Я любил его. И он меня, по-моему, тоже. Но что-то нам мешало в последние годы. Мне кажется, он стеснялся своей премии, своих Коневых. Не мог не стесняться. Я ему несколько раз звонил, когда был в Москве, не заставал. Как-то, когда меня не было в Киеве, откуда-то из Ялты звонил директор картины «Печки-лавочки», просил передать, что Василий Макарович очень хотел бы, чтоб я сыграл какой-то эпизод в фильме. Как выяснилось потом — врача в санатории. И что-то помешало, не получилось. Как я теперь жалею. Сняться в фильме Шукшина, подумать только…
Я эти странички написал в одну ночь.
Взял перед сном «Литературку» (случается и такое), увидел фотографию артиста Юрского, а рядом статью Ф. Комиссаржевского, как выяснилось, об этом самом прекрасном актере, о его исполнении шукшинского рассказа «Сапожки». Статья хорошая, и, видно, Юрский действительно прекрасно читает этот рассказик. А я его не читал. Потянулся за красным томиком на полке (точно предчувствовал, захватил его сюда из Парижа), «Сапожек» не нашел, но в конце увидел — «Калина красная». Тоже не читал, только видел. И не раз, а два или три. Один раз уже тут, во Франции.
…У Егора из-под прикрытых век по темени сползла слезинка, подождала, повиснув около уха, и сорвалась, и упала в траву. Егор умер.
И лежал он, русский крестьянин, в родной степи, вблизи от дома… Лежал, приникнув щекой к земле, как будто слушал что-то такое, одному ему слышное. Так он в детстве прижимался к телеграфным столбам…
Ушел из жизни Егор Прокудин, убили его злые люди.
Ушел из жизни и Василий Макарыч, а для друзей Вася Шукшин. Кто его убил, неизвестно, но убили.

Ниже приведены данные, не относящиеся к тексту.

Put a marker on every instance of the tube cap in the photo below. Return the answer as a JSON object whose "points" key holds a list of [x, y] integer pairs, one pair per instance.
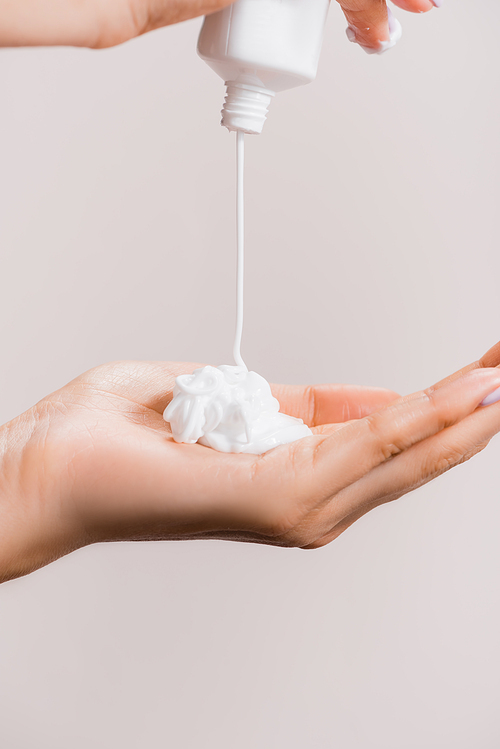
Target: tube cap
{"points": [[245, 107]]}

А я сижу в каком-то далеком от всех городе с длинным названием Фонтенбло, держу в руках книжку в красном переплете, смотрю на усталое, усталое лицо Васи Шукшина, друга моего Васи Шукшина, и что-то во мне дрожит, и слезы текут по щекам…
До чего же длинный переход на станции метро «Франклин Рузвельт». Немыслимо длинный. Идешь, идешь, направо, налево, прямо, опять направо, опять налево… А где-то впереди музыка… Ближе, ближе. За поворотом смотрю — двое. Виолончель и аккордеон. Один черненький, тоненький, бородатый, другой — волосы до плеч, в свитерочке. На земле перед ними шапка, картуз. Бросают франки, довольно бойко. Человек десять, как и я, остановились, слушают. Хорошо играют. Что-то серьезное. Не знаю только что. И кто кому аккомпанирует, тоже не знаю. Виолончелист без смычка, щиплет струны пальцами, как на арфе. До сих пор звучит в ушах их музыка.